-
Notifications
You must be signed in to change notification settings - Fork 352
Description
Required prerequisites
- Search the issue tracker to check if your feature has already been mentioned or rejected in other issues.
Describe the feature
GPU sampling ignores explicit measurement order unless explicit_measurements=True
Description
In my CUDA-Q program, I need the output bitstring ordering to follow the order of the measurement statements.

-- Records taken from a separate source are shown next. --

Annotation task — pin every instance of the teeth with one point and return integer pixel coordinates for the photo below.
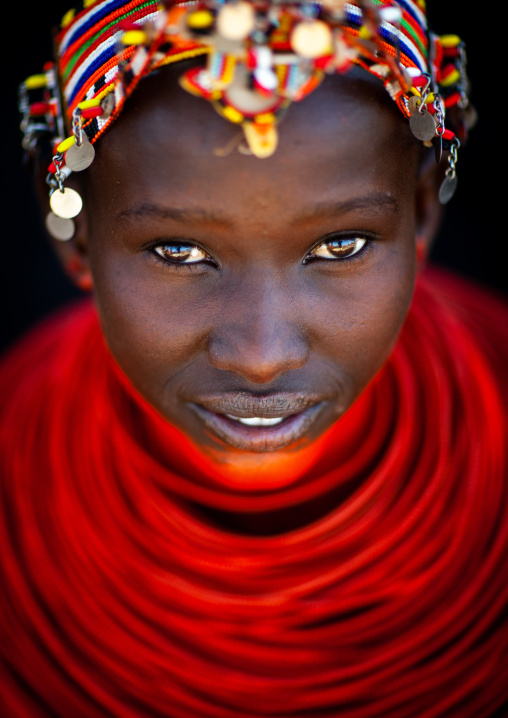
(257, 420)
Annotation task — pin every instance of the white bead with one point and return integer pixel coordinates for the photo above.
(390, 14)
(236, 21)
(66, 204)
(311, 39)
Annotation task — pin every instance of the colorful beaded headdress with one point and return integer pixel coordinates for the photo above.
(258, 57)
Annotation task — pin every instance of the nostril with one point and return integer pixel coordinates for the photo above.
(258, 357)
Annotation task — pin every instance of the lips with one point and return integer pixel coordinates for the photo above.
(258, 423)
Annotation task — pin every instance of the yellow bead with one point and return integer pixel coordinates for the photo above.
(450, 40)
(34, 82)
(200, 19)
(68, 18)
(452, 78)
(86, 104)
(266, 118)
(64, 146)
(232, 115)
(135, 37)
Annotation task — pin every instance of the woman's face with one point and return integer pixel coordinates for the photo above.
(251, 301)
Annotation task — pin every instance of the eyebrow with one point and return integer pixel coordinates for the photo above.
(372, 204)
(176, 214)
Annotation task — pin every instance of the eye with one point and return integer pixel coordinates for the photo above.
(180, 253)
(338, 248)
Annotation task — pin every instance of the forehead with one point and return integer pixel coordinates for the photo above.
(344, 137)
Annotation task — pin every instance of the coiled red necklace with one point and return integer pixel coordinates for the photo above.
(121, 600)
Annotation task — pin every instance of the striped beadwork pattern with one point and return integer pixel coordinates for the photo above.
(90, 53)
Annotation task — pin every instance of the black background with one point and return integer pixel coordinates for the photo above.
(471, 239)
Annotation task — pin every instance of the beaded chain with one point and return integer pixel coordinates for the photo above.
(258, 57)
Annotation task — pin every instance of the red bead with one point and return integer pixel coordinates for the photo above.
(40, 108)
(91, 112)
(127, 25)
(452, 100)
(419, 81)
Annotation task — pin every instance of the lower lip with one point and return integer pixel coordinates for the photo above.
(258, 439)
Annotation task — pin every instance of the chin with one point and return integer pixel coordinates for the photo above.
(249, 471)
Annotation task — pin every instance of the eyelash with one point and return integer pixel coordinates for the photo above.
(309, 258)
(196, 267)
(354, 257)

We are running a noisy simulation (included noise_model) in sample() parameters of a large circuit for many shots, using the nvidia backend target. Below is a simplified example of the issue:
import cudaq
@cudaq.kernel
def circuit():
q = cudaq.qvector(4)
x(q[2]) # Apply X gate to the 3rd qubit (index 2)
mz(q[2])
mz(q[0])
mz(q[1])
mz(q[3])
if __name__ == "__main__":
cudaq.set_target('nvidia')
result = cudaq.sample(circuit)
result_explicit = cudaq.sample(circuit, explicit_measurements=True)For this circuit:
cudaq.sample(circuit)returns0010cudaq.sample(circuit, explicit_measurements=True)returns1000
The 1000 result is the behavior I want, since the measured 1 comes from q[2], which is measured first and should therefore appear in the first bit position of the returned bitstring.
Issue
Without explicit_measurements=True, CUDA-Q appears to ignore the explicit order of the mz(...) statements when constructing output bitstrings.
Using explicit_measurements=True fixes the ordering, but in my case it appears to no longer use the GPU effectively. Performance drops dramatically and GPU utilization falls significantly compared to the default sampling path.
Request
It would be very helpful if CUDA-Q could support explicit measurement ordering while still using the fast GPU sampling path.
If this is not currently supported, it would also be helpful to clarify whether explicit_measurements=True disables GPU-accelerated sampling, and whether there is another recommended way to preserve measurement order while retaining GPU performance.